Adults and even children, be them ‘abled,’ or ‘disabled,’ all want to be respected. It is a human need to want to know that you are appreciated as an individual. One form of respect is acceptance. Children with disabilities want to feel accepted; they want to know that their strengths as well as their weaknesses are acknowledged, and that the sense of who they are and who they can grow to be is cherished.
Another form of showing acceptance and thereby respect is through not pitying the children or babying them. Every child, even toddlers, start dressing up and imitating acts of adulthood in order to feel mature. The need to feel mature originates with the innate compulsion to be respected and to have ones voice heard.
In addition, acknowledging your child’s individuality is by making sure that you hear your child’s worries, and thoughts—even if you may not understand them. Show them that you will try to understand their viewpoint. Your child may not expect you to understand because they know that what they’re going through is something totally different from what you may be experiencing, but they need you to listen and expect you to take notice. They have the need to make sure their voice is heard.
Furthermore, a parent can exhibit their acceptance and respect by highlighting and recognizing the strengths that children have. Recognizing the ways that the children can contribute to humanity and make a difference not only makes them feel loved and appreciated but it also can give them a sense of motivation, drive and focus. They can start to believe in themselves and can come to a better understanding of how Allah (SWT) is Fair when He blesses people with different abilities and strengths. If my parents did not recognize my abilities in writing or encourage me then I may not have even tried to pursue writing; I probably wouldn’t have found it easy to believe in myself. It is thus very important to show acceptance through encouragement and by noticing your child’s strengths.
When you recognize and encourage your child’s growth by cultivating their strengths then you can illustrate how you will provide the means and tools to help them succeed. This will ensure that they do not feel frustrated when bumping into every day obstacles. This would also help them to focus on their strengths with less worry over their struggles. It furthermore shows consideration of them and furthers their feelings of acceptance because they get to see how you as a parent will take the time and effort to help them to reach their maximum potential. The children, especially those with disabilities, can thereby feel a sense of regard and approval.

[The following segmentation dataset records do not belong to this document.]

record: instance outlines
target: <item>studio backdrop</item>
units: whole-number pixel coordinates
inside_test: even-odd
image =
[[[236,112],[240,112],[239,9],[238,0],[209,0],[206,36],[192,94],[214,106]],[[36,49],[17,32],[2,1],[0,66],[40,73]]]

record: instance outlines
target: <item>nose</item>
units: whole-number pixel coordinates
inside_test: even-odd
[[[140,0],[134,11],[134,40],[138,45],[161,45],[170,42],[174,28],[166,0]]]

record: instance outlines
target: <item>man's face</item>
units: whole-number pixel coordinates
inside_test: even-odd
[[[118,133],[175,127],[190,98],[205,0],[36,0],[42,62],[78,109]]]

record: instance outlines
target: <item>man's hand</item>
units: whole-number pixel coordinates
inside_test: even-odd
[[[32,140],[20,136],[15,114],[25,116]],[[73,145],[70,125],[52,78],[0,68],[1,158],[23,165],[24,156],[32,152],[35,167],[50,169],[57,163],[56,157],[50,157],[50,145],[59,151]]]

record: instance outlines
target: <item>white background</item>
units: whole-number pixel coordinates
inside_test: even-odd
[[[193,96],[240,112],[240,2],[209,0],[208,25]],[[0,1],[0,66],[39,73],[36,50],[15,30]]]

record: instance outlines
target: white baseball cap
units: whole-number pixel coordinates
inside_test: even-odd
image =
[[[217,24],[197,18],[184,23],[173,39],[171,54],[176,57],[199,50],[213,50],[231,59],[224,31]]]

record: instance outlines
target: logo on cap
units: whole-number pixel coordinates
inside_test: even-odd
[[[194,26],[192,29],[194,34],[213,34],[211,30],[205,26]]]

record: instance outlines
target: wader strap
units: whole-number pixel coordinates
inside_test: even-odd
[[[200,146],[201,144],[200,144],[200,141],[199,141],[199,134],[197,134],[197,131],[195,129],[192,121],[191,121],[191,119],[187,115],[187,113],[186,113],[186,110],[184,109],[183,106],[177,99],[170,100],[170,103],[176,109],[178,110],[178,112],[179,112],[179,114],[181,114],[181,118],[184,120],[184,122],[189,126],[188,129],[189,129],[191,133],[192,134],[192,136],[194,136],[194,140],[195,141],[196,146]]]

Children may feel frustrated when you as a parent try to make them face and overcome their struggles, but a good way to show them respect and acceptance is by making sure that he or she understands that you are not there to change them or to ‘fix’ their disabilities, but there to help them grow. Let them know that even if there are no improvements you would still love them and honor them for who they are; that you’re proud of them for trying and for never giving up.
It can and should be concluded that children with disabilities have the same needs and desires as children or even adults that are able—they all need respect and acceptance, and the only difference with a ‘disabled,’ child is that they deserve to have your regard for them shown more.